An intercooler is a heat exchanger used to cool a gas after compression. Often found in turbocharged engines, intercoolers are also used in air compressors, air conditioners, refrigeration and gas turbines.
Most commonly used with turbocharged engines, an intercooler is used to counteract the heat of compression and heat soak in the pressurised intake air. By reducing the temperature of the intake air, the air becomes denser (allowing more fuel to be injected, resulting in increased power) and less likely to suffer from pre-ignition or knocking. Additional cooling can be provided by externally spraying a fine mist onto the intercooler surface, or even into the intake air itself, to further reduce intake charge temperature through evaporative cooling.
Intercoolers can vary dramatically in size, shape and design, depending on the performance and space requirements of the system. Many passenger cars use either front-mounted intercoolers located in the front bumper or grill opening, or top-mounted intercoolers located above the engine. An intercooling system can use an air-to-air design, an air-to-liquid design, or a combination of both.
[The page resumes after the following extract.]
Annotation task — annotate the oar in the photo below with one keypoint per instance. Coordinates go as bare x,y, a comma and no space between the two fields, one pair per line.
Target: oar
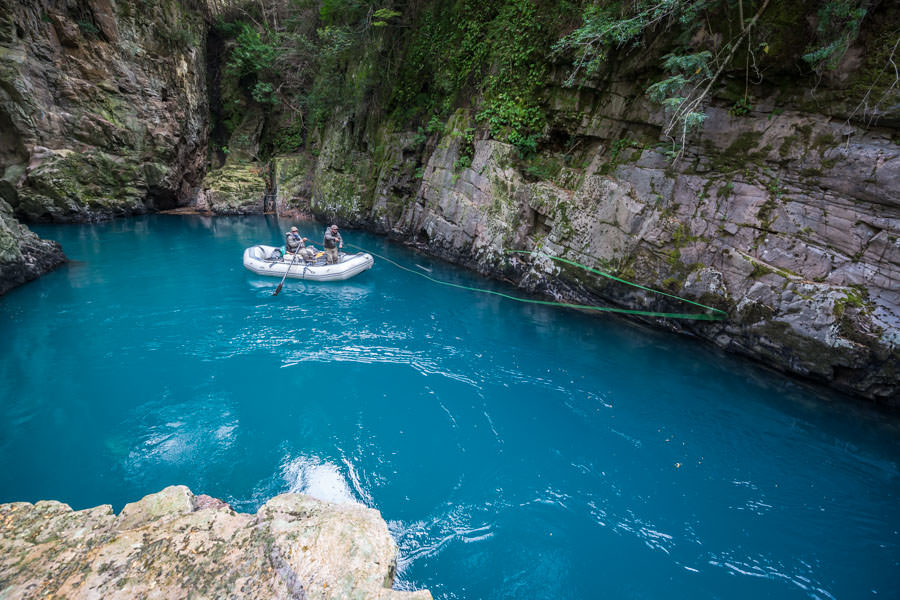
278,289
In automotive engines where multiple stages of forced-induction are used (e.g. a sequential twin-turbo or twin-charged engine), the intercooling usually takes place after the last turbocharger/supercharger. However it is also possible to use separate intercoolers for each stage of the turbocharging/supercharging, such as in the JCB Dieselmax land speed record racing car. Some aircraft engines also use an intercooler for each stage of the forced induction. In engines with two-stage turbocharging, the term intercooler can specifically refer to the cooler between the two turbochargers and the term aftercooler is used for the cooler located between the second-stage turbo and the engine. However, the terms intercooler and charge-air cooler are also often used regardless of the location in the intake system.
Air-to-air intercoolers are heat exchangers that transfer heat from the intake air directly to the atmosphere. Alternatively, air-to-liquid intercoolers transfer the heat from the intake air to intermediate liquid (usually water), which in turn transfers the heat to the atmosphere. The heat exchanger that transfers the heat from the fluid to the atmosphere operates in a similar fashion to the main radiator in a water-cooled engine's cooling system, or in some cases the engine's cooling system is also used for the intercooling system. Air-to-liquid intercoolers are usually heavier than their air-to-air counterparts, due to additional components making up the system (e.g. water circulation pump, radiator, fluid, and plumbing).
The majority of marine engines use air-to-liquid intercoolers, since the water of the lake, river or sea can easily be accessed for cooling purposes. In addition, most marine engines are located in closed compartments where obtaining a good flow of cooling air for an air-to-air unit would be difficult. Marine intercoolers take the form of a tubular heat exchanger with the air passing around a series of tubes within the cooler casing, and sea water circulating inside the tubes. The main materials used for this kind of application are meant to resist sea water corrosion: Copper-Nickel for the tubes and bronze for the sea water covers.
An alternative to using intercoolers - which is rarely used these days - was to inject excess fuel into the combustion chamber, so that the vaporization process would cool the cylinders in order to prevent knocking. However the downsides to this method were increased fuel consumption and exhaust gas emissions.
Intercoolers are used to remove the waste heat from the first stage of two-stage air compressors. Two-stage air compressors are manufactured because of their inherent efficiency. The cooling action of the intercooler is principally responsible for this higher efficiency, bringing it closer to Carnot efficiency. Removing the heat-of-compression from the discharge of the first stage has the effect of densifying the air charge. This, in turn, allows the second stage to produce more work from its fixed compression ratio. Adding an intercooler to the setup requires additional investments.